El beneficio de la portavocía universal
Un simple análisis sobre la cobertura que se está haciendo de la crisis en Afganistán (con contadas excepciones) deja en evidencia el monólogo eurocéntrico, eterno, repetitivo, de anulación y deshumanización del Otro.
Cuando se habla de Afganistán se habla de ese Otro salvaje, bárbaro y premoderno al que hay que civilizar, y se mezcla de forma interesada (lo señalo una vez más) la interpretación que los talibanes hacen del islam con lo que éste representa realmente.
Este artículo de ninguna manera es una defensa del régimen talibán ni de sus violaciones de derechos. Es una reflexión crítica sobre la pretensión de universalidad de Occidente, que le ha llevado a creerse el portavoz de la humanidad, de sus valores, problemas y soluciones.

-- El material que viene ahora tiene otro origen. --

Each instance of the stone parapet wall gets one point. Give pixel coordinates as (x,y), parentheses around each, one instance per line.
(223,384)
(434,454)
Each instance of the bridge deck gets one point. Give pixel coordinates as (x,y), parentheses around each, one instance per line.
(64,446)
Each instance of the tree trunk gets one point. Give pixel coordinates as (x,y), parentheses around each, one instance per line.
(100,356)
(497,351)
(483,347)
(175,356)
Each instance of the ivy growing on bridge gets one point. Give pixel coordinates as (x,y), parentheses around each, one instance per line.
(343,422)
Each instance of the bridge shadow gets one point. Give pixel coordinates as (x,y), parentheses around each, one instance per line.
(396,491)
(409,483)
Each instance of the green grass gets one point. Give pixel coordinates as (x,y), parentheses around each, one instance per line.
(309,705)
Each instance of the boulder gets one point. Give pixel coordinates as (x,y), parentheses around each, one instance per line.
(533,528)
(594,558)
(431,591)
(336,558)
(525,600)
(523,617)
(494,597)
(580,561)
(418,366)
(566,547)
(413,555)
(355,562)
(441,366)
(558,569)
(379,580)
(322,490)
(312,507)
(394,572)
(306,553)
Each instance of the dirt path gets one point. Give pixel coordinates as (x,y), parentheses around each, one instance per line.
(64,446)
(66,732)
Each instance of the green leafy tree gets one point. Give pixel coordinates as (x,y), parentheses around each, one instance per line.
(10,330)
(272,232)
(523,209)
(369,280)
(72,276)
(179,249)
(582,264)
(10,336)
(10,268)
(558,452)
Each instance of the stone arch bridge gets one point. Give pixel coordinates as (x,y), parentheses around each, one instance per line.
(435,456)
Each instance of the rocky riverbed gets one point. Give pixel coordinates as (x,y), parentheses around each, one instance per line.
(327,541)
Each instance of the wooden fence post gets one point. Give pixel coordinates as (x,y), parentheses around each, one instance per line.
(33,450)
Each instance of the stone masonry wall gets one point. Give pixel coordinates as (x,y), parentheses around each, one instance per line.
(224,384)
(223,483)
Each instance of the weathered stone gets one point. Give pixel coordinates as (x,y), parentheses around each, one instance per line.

Lo que antes se consiguió con la esclavitud, el genocidio y la explotación de las colonias, hoy se obtiene en gran medida a través de este monólogo y portavocía universal que aniquila/invisibiliza las demás cosmovisiones y sistemas de conocimientos, relegándolos a las categorías de singularidad y excepción.
Tal como afirma Walter Mignolo, puesto que toda producción de conocimiento implica necesariamente un lugar de enunciación, un lugar geográfico, político, incluso corporal, desde el que se habla y enuncia, es absolutamente imposible la existencia de una verdad objetiva y universal.
Sin embargo, uno de los grandes triunfos de Occidente es precisamente la instauración de la falacia de la verdad pura, científica, aséptica. A partir de esta premisa, que le ha llevado a erigirse en portavoz de la humanidad e instaurar el actual orden colonial, racista y capitalista, se ha beneficiado política, social y económicamente de la subalternización de los pueblos no occidentales.
Es lo que ha querido hacer con Afganistán, anularlo con el fin de occidentalizarlo, y así mantener el control de sus recursos minerales y posición geoestratégica.
Con esta intención, seguirá repitiendo su monólogo sordo de creación de un Otro peligroso al que hay que eliminar (el islam), olvidando, tal como afirmó la fotógrafa yemení Boushra Almutawakel en una reciente entrevista a la BBC, que “los talibanes fueron creados por Estados Unidos para que pudieran luchar contra los soviéticos (…) Occidente no necesita salvarnos. Y, en todo caso, Occidente nos ha destruido”.